Comedians Jon Stewart and Stephen Colbert riffed and giggled, strutted, sang and otherwise carried a big shtick for the first 100-plus minutes of their two-hour “Restore Sanity and/or Fear” rally on Saturday. And the tens of thousands of people who thronged the National Mall ate it up.
The fake anchors gave Medals of Reasonableness (Stewart) and Fear Awards (Colbert) and presented musical acts ranging from gospel singer Mavis Staples to Yusef Islam, the balladeer once known as Cat Stevens. The high-production variety show, complete with the iconic US Capitol and a clear blue sky as a backdrop.
Then, with some 20 minutes remaining, Stewart got to the point of the extravaganza aimed at those watching it live, or on TV and computers worldwide: To consider the frayed notion of civic discourse seen through the shrill prism of a right/left rant-o-rama video montage on jumbo screens, featuring, among others, Ann Coulter, Glenn Beck, Rush Limbaugh, Chris Matthews, Keith Olbermann, and James Carville.

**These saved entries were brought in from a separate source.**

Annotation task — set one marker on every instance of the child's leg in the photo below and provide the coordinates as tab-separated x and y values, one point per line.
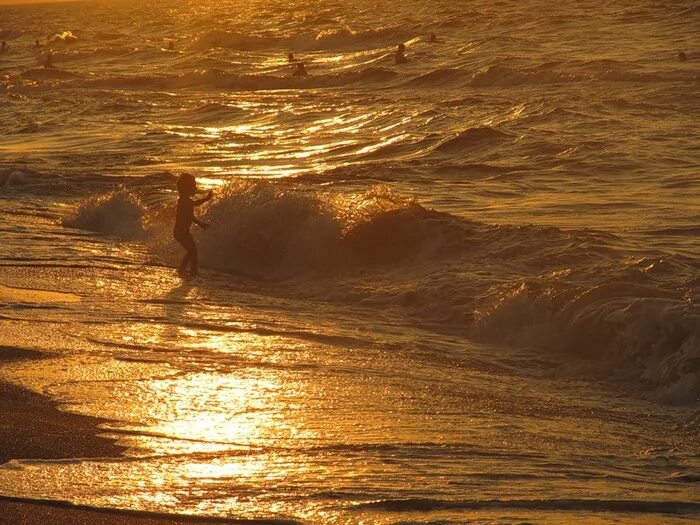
185	262
194	262
187	242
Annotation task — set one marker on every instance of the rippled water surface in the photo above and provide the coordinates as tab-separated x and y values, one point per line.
460	289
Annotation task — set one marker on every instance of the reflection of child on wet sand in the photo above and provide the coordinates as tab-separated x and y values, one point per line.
184	217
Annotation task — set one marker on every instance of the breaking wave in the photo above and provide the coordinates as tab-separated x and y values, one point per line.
560	291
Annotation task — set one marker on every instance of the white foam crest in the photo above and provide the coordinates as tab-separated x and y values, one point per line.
119	213
639	332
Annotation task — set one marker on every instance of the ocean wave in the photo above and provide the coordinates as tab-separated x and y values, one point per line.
217	78
570	505
471	137
336	38
119	213
642	333
438	77
504	76
566	292
65	37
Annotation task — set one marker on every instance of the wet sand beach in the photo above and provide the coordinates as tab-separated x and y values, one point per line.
32	427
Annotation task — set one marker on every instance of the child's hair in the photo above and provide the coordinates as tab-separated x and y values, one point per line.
185	181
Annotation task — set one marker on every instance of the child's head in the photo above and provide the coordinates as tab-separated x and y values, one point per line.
186	184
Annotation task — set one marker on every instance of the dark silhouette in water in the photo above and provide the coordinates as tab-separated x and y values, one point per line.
300	71
400	56
184	217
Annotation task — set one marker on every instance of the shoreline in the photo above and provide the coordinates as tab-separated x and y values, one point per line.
33	427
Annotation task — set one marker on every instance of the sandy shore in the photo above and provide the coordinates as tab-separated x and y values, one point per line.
32	427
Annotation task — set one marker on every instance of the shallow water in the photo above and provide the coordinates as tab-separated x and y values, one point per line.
460	289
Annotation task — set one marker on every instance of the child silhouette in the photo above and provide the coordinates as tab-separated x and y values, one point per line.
184	217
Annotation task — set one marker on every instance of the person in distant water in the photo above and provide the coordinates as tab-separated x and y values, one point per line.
184	217
300	71
48	61
400	56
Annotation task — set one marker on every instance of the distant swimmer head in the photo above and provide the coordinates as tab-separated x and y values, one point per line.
186	184
300	71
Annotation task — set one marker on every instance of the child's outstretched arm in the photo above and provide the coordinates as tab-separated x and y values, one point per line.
199	202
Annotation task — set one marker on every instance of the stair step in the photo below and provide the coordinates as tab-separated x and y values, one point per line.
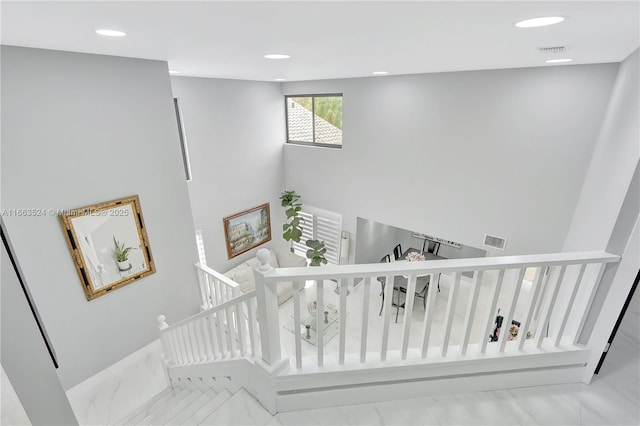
206	410
194	407
177	408
139	413
165	407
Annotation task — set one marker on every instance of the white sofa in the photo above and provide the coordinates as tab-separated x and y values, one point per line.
244	276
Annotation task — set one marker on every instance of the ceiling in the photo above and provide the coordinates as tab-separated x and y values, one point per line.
327	39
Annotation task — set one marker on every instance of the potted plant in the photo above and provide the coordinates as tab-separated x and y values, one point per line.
316	252
122	255
292	229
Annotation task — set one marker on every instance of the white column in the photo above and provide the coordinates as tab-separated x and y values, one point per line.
267	298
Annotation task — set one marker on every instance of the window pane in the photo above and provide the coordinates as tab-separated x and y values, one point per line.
300	120
328	119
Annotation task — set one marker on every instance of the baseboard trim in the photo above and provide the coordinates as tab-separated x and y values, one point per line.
114	369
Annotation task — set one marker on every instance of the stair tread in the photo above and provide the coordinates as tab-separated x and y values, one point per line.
202	400
165	407
206	410
136	415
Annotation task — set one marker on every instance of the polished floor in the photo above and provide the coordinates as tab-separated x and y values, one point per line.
612	398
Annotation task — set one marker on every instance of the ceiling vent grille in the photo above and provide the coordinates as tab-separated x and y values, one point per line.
552	50
494	241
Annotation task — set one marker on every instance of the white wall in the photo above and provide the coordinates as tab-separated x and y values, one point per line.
79	129
608	208
460	154
235	134
614	161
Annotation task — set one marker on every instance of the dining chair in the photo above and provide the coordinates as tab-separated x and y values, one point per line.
400	287
385	259
397	252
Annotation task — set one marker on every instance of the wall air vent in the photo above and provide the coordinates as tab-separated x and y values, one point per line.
494	241
552	49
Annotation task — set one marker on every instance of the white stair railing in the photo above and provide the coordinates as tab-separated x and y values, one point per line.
496	275
225	332
215	288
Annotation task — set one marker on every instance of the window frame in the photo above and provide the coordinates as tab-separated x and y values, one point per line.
313	115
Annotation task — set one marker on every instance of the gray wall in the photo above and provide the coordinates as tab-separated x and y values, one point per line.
79	129
235	133
460	154
374	240
25	357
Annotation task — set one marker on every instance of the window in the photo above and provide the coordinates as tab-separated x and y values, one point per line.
321	225
315	120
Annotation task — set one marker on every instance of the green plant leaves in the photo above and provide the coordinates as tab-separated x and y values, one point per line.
316	252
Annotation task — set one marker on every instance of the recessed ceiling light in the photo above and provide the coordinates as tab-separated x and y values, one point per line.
277	56
539	22
111	33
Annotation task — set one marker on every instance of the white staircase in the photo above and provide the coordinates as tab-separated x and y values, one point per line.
180	407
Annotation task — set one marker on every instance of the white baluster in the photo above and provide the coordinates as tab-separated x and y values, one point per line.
492	312
428	315
211	337
222	343
162	325
297	323
268	320
408	312
543	292
343	318
450	313
506	324
240	324
592	295
184	345
388	303
567	311
203	288
537	291
176	347
231	334
550	306
252	331
365	317
193	342
471	309
320	320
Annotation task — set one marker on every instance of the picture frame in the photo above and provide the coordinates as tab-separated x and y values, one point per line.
109	244
247	229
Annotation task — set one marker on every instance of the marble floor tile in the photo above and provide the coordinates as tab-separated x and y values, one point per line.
241	410
361	414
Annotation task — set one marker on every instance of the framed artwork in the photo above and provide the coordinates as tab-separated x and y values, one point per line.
247	229
109	245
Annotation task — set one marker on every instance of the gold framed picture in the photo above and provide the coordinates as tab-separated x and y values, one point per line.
109	244
247	229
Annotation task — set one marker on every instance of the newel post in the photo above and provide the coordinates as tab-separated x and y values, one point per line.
267	298
166	352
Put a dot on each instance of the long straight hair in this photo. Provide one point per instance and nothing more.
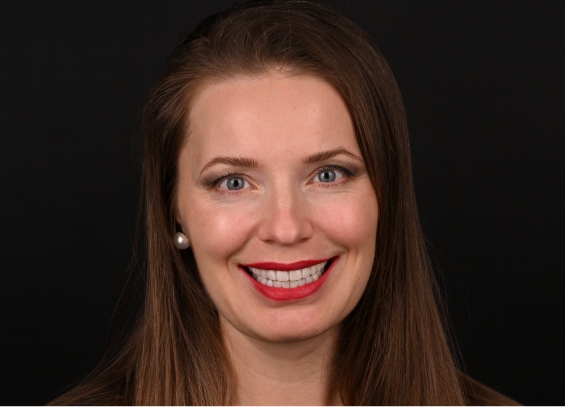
(393, 347)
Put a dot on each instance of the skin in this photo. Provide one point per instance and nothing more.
(281, 352)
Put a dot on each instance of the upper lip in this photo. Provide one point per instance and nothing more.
(269, 265)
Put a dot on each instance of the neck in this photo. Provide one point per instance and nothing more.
(282, 373)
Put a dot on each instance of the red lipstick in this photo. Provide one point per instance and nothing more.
(289, 294)
(285, 266)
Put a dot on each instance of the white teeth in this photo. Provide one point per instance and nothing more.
(288, 279)
(295, 275)
(282, 276)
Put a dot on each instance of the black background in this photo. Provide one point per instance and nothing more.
(483, 84)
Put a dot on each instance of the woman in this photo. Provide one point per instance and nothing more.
(285, 261)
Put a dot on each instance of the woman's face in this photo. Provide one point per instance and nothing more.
(273, 193)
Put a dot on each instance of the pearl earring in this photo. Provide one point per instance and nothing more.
(181, 241)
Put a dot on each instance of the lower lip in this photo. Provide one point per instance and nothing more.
(290, 294)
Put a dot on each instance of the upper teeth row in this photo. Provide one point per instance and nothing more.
(293, 275)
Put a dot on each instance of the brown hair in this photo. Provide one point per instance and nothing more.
(393, 347)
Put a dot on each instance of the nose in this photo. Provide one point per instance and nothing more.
(285, 217)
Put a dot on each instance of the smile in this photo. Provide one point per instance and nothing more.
(289, 279)
(287, 282)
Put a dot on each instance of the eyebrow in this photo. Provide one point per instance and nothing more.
(326, 155)
(233, 161)
(252, 163)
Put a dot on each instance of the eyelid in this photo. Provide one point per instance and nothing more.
(344, 171)
(217, 181)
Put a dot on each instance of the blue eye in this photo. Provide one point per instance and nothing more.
(329, 175)
(233, 183)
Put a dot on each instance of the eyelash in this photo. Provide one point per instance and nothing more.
(347, 174)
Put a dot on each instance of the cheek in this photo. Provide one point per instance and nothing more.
(350, 220)
(219, 230)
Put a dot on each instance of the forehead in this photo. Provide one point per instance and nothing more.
(268, 115)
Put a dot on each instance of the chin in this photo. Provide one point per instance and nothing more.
(290, 330)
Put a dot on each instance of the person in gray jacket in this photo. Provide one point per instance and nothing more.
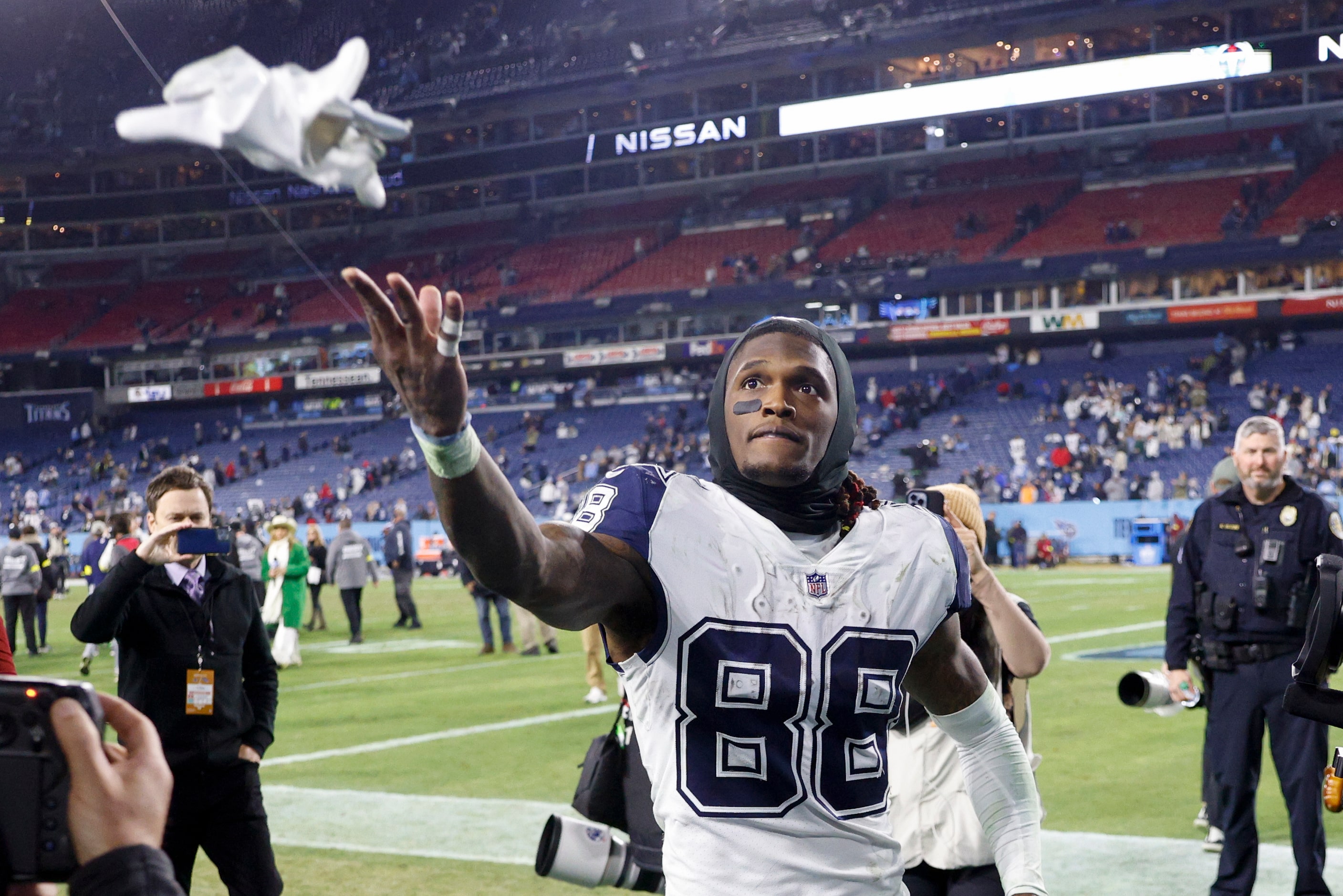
(246, 557)
(350, 566)
(21, 578)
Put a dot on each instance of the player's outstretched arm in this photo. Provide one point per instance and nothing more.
(947, 679)
(569, 578)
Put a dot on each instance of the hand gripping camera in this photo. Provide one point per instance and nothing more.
(34, 780)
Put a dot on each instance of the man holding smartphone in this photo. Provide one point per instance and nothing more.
(195, 659)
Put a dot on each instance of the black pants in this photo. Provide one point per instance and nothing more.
(1243, 702)
(405, 604)
(926, 880)
(219, 811)
(351, 598)
(1210, 789)
(14, 605)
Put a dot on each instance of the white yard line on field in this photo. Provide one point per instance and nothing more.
(439, 735)
(507, 832)
(1102, 633)
(417, 674)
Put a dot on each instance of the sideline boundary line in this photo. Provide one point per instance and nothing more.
(1102, 633)
(417, 674)
(438, 735)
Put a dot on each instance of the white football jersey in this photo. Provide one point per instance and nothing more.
(763, 698)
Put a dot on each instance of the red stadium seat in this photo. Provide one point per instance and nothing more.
(1165, 214)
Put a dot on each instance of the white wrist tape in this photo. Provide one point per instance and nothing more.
(1001, 788)
(450, 457)
(449, 335)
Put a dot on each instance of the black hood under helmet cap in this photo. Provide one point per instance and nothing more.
(810, 507)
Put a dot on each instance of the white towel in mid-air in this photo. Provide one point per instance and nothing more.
(282, 119)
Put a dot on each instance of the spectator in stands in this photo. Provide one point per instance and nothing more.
(1017, 539)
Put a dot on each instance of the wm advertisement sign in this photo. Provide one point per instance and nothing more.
(1056, 322)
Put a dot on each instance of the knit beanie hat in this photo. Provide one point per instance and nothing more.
(963, 501)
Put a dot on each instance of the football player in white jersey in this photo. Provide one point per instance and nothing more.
(765, 624)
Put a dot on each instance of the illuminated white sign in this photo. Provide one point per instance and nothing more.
(686, 135)
(1028, 88)
(149, 393)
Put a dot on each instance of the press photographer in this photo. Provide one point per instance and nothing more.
(1241, 590)
(119, 804)
(195, 659)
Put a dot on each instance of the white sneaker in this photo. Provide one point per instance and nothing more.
(1201, 819)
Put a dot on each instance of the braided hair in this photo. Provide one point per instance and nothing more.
(853, 496)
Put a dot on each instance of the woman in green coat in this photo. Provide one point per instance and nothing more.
(284, 569)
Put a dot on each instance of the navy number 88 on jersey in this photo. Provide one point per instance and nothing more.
(746, 718)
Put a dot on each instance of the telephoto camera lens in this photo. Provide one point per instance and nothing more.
(583, 852)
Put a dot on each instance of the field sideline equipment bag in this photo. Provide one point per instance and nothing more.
(1309, 696)
(34, 780)
(615, 796)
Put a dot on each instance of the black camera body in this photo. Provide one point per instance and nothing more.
(930, 500)
(34, 837)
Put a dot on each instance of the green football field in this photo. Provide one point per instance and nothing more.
(453, 804)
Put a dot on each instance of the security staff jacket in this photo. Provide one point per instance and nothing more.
(1286, 536)
(160, 630)
(21, 572)
(350, 561)
(396, 546)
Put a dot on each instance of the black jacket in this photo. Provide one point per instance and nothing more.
(398, 547)
(1303, 524)
(157, 626)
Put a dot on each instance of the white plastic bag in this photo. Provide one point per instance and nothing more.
(285, 648)
(282, 119)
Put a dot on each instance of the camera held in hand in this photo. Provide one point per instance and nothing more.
(1149, 691)
(34, 837)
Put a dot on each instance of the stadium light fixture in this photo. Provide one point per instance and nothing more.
(1027, 88)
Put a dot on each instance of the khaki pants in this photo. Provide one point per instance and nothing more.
(532, 632)
(595, 657)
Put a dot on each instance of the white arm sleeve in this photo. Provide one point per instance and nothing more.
(1001, 788)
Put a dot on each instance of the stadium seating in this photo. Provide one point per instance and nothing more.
(1318, 195)
(559, 269)
(681, 262)
(1158, 214)
(155, 308)
(927, 225)
(35, 319)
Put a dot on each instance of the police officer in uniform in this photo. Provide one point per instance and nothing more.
(1243, 583)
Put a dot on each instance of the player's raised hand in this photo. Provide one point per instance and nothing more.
(409, 336)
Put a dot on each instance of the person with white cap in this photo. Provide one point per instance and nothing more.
(284, 569)
(942, 841)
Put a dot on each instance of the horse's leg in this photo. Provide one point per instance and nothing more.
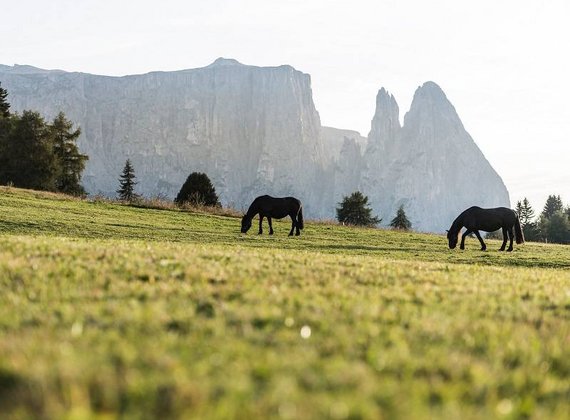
(467, 232)
(483, 246)
(293, 224)
(502, 248)
(511, 236)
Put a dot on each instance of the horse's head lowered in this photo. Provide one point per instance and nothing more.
(452, 237)
(245, 224)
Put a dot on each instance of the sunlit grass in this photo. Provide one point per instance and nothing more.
(113, 310)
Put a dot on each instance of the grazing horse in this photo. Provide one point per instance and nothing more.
(489, 220)
(276, 208)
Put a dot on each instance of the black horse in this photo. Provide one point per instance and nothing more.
(276, 208)
(489, 220)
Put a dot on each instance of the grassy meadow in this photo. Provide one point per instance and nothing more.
(113, 311)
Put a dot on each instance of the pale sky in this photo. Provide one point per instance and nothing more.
(504, 64)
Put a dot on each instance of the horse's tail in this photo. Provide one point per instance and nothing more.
(518, 231)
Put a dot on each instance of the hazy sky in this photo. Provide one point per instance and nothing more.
(505, 65)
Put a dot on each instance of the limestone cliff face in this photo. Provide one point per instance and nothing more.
(431, 165)
(252, 130)
(256, 131)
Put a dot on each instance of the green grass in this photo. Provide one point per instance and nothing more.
(109, 310)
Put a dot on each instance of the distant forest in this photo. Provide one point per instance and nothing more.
(42, 155)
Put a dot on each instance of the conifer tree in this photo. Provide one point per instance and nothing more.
(354, 210)
(71, 163)
(197, 190)
(127, 183)
(401, 220)
(553, 205)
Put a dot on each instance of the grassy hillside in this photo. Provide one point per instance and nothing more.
(110, 310)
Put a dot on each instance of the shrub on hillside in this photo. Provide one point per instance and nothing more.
(197, 190)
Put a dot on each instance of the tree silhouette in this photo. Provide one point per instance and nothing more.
(127, 183)
(71, 162)
(401, 220)
(354, 210)
(552, 206)
(197, 190)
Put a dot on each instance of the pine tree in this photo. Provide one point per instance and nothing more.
(127, 183)
(354, 210)
(71, 162)
(556, 228)
(197, 190)
(401, 220)
(4, 105)
(27, 158)
(552, 206)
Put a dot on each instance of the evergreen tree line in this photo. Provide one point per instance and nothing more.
(197, 190)
(355, 210)
(551, 225)
(37, 154)
(42, 155)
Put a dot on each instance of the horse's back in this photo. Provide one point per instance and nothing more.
(489, 219)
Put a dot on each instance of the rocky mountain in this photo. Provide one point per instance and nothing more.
(430, 165)
(255, 130)
(252, 130)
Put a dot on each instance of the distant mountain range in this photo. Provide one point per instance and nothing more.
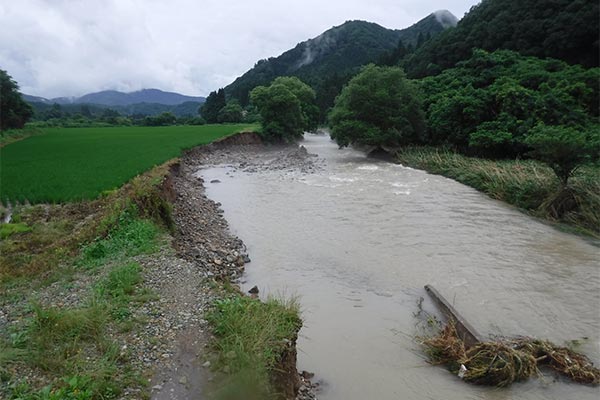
(339, 51)
(115, 98)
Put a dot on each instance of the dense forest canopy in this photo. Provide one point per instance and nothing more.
(488, 103)
(562, 29)
(328, 61)
(14, 111)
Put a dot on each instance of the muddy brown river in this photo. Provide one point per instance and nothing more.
(357, 241)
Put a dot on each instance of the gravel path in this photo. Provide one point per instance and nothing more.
(205, 250)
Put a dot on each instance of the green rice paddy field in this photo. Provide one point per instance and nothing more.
(67, 164)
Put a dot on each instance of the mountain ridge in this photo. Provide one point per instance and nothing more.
(339, 50)
(117, 98)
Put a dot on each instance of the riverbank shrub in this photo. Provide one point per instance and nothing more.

Thousands answered the call of comedians Jon Stewart and Stephen Colbert on Saturday and crowded the National Mall to participate in the “Rally to Restore Sanity and/or Fear.”
And so he explained what exactly he had wrought. “This was not a rally to ridicule people of faith. Or people of activism or to look down our noses at the heartland, or passionate argument or to suggest that times are not difficult and that we have nothing to fear. They are and we do. But we live now in hard times, not end times. And we can have animus and not be enemies.”